The official music video for the song was premiered on December 5, 2012. It was directed by Brian Ziff and Ethan Chancer.

The video features Kerli dancing and walking down the streets of Los Angeles while singing the song. In between these scenes are three separate scenes depicting other people.
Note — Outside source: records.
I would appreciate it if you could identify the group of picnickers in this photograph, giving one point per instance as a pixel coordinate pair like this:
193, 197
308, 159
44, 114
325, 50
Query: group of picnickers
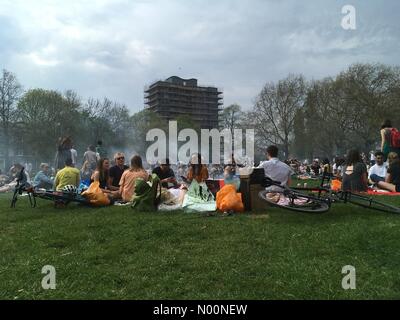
185, 185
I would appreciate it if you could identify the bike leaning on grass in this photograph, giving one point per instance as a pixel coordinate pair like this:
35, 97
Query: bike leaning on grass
289, 199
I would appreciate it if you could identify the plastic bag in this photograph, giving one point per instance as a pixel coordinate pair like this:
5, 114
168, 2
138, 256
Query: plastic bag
95, 196
229, 200
336, 185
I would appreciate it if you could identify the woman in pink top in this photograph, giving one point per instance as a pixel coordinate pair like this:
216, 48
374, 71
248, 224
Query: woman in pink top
128, 179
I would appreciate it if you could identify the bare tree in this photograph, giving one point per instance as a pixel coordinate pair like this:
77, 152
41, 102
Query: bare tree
276, 108
230, 117
10, 92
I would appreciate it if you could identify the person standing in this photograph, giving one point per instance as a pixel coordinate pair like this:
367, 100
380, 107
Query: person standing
392, 180
386, 132
355, 173
116, 171
91, 157
63, 152
74, 156
378, 171
129, 177
100, 150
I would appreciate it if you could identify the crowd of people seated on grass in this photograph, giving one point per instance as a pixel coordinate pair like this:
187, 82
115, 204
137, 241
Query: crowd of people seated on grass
185, 185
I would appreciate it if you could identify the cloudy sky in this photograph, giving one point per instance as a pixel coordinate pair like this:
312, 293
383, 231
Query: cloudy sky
114, 48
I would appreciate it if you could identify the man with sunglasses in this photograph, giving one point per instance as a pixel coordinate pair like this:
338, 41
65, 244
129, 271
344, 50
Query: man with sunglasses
116, 171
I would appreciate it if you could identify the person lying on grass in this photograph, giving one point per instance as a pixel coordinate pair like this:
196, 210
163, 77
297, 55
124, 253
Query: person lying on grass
392, 180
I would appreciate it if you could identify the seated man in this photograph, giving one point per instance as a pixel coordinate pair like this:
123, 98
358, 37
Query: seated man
276, 169
116, 171
378, 171
42, 179
166, 175
69, 176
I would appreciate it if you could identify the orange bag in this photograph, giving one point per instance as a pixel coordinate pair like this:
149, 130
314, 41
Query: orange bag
95, 196
229, 199
336, 185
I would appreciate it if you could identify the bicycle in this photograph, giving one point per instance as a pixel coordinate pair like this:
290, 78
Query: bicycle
290, 199
340, 196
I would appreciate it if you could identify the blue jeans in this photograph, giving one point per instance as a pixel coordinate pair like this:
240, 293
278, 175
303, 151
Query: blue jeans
375, 178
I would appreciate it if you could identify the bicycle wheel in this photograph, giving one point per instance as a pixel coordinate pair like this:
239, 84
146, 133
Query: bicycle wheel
14, 199
369, 203
294, 201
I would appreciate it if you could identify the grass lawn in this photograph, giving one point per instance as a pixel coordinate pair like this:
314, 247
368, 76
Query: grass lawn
114, 253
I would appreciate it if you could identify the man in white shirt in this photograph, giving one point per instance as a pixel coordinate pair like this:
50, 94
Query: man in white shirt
74, 156
276, 169
378, 171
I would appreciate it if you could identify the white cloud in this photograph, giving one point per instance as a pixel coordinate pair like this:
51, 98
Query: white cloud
115, 47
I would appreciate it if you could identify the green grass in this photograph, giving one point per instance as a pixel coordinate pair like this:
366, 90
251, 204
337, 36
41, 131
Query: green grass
114, 253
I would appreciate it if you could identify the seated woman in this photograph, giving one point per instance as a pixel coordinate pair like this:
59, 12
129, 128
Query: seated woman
355, 173
42, 179
392, 180
197, 170
101, 174
86, 173
198, 197
129, 177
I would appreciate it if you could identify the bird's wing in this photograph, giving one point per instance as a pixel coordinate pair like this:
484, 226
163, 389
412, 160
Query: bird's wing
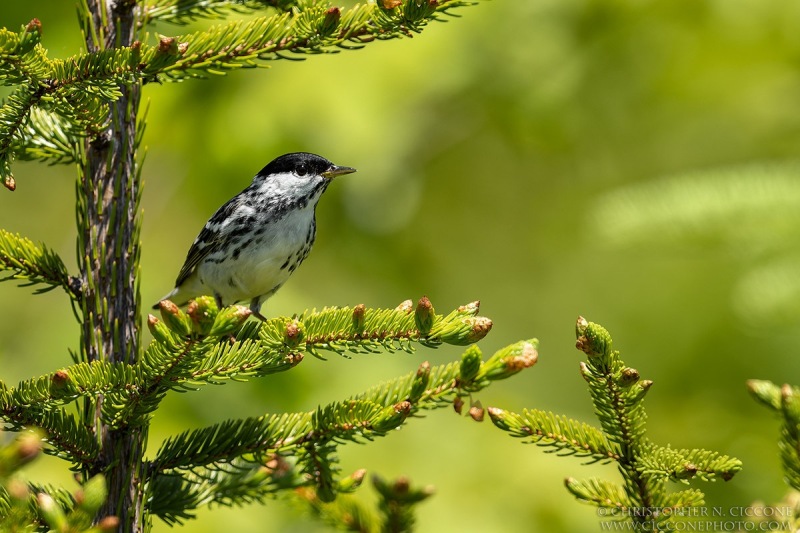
210, 240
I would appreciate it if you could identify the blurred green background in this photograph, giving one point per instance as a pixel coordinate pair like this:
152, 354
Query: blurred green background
630, 161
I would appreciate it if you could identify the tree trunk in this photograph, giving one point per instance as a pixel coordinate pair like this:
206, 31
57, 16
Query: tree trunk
108, 239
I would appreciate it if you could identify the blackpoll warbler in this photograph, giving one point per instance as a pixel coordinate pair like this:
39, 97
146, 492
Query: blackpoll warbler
252, 244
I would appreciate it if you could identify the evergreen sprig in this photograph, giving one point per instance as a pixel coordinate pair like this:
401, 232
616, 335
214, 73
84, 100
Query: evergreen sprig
22, 259
24, 506
311, 27
186, 11
228, 463
59, 101
306, 443
784, 400
617, 394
The first scene shows a couple fighting in a club. The woman storms off and before walking into the pathway of an oncoming car, her boyfriend quickly pulls her back and they hug. The second scene shows a woman desolately staring out of a window as she plays with her hair, prescription pill bottles are shown in her room as well as a man asleep in her bed. She returns to bed before the man affectionately places his hand on her face and removes her wig. The third scene shows a couple arguing as a child sits in front of them watching. He leaves the room to put on a cape and exits the building. On the rooftop, apparently preparing to jump, the couple races behind him to save him.

In a press release, Kerli stated that "some of the more important messages in the video are having less judgment as we simply don't know other people's stories and being precious about the time we get to spend with the people we love and time in general", and that she wanted to give her fans "something more gritty and real this time that hopefully inspires them the way they have inspired" her.

==Chart performance==
On the issue dated December 8, 2012, "The Lucky Ones" debuted at number forty-one on the US Billboards Hot Dance Club Songs. In its eighth week on the chart, the song jumped from number 7 to number 5, giving Kerli her third top ten hit on the chart and her second top five song. The single would reach number one in the February 16, 2013, issue, giving Kerli her second number-one single on this chart. In its thirteenth and fourteenth weeks, the song fell to number 11 and then 12, respectively, making this Kerli's longest charting single on the chart.

==Track listing==
- Digital download
1. "The Lucky Ones" – 3:55

- Remix EP
2. "The Lucky Ones" (Morgan Page Extended Club) – 5:35
3. "The Lucky Ones" (Morgan Page Instrumental) – 5:34
4. "The Lucky Ones" (Rich Morel's Hot Sauce Mix) – 7:24
5. "The Lucky Ones" (Rich Morel's Hot Sauce Dub) – 7:03
6. "The Lucky Ones" (Hector Fonseca Club Mix) – 7:01
7. "The Lucky Ones" (Hector Fonseca & Tommy Love Tribal Dub) – 6:07
8. "The Lucky Ones" (Syn Cole Vs. Kerli Club) – 6:21
9. "The Lucky Ones" (Syn Cole Vs. Kerli Dub) – 6:20
10. "The Lucky Ones" (tyDi Remix) – 5:48
11. "The Lucky Ones" (tyDi Dub) – 5:47
12. "The Lucky Ones" (Cole Plante Extended Remix) – 5:52
13. "The Lucky Ones" (Oliver Twizt Remix) – 5:23

==Charts==

===Weekly charts===

| Chart (2012–13) | Peak position |
|---|---|
| US Dance Club Songs (Billboard) | 1 |
| US Hot Dance/Electronic Songs (Billboard) | 12 |

===Year-end charts===

| Chart (2013) | Position |
|---|---|
| US Dance Club Songs (Billboard) | 21 |
| US Hot Dance/Electronic Songs (Billboard) | 83 |

==Release history==

Region: Date; Format; Label
Canada: October 29, 2012; Digital download; Island Records
Mexico
United States
Germany: November 5, 2012
United Kingdom
United States: December 4, 2012; Digital download: remixes

==See also==
- List of number-one dance singles of 2013 (U.S.)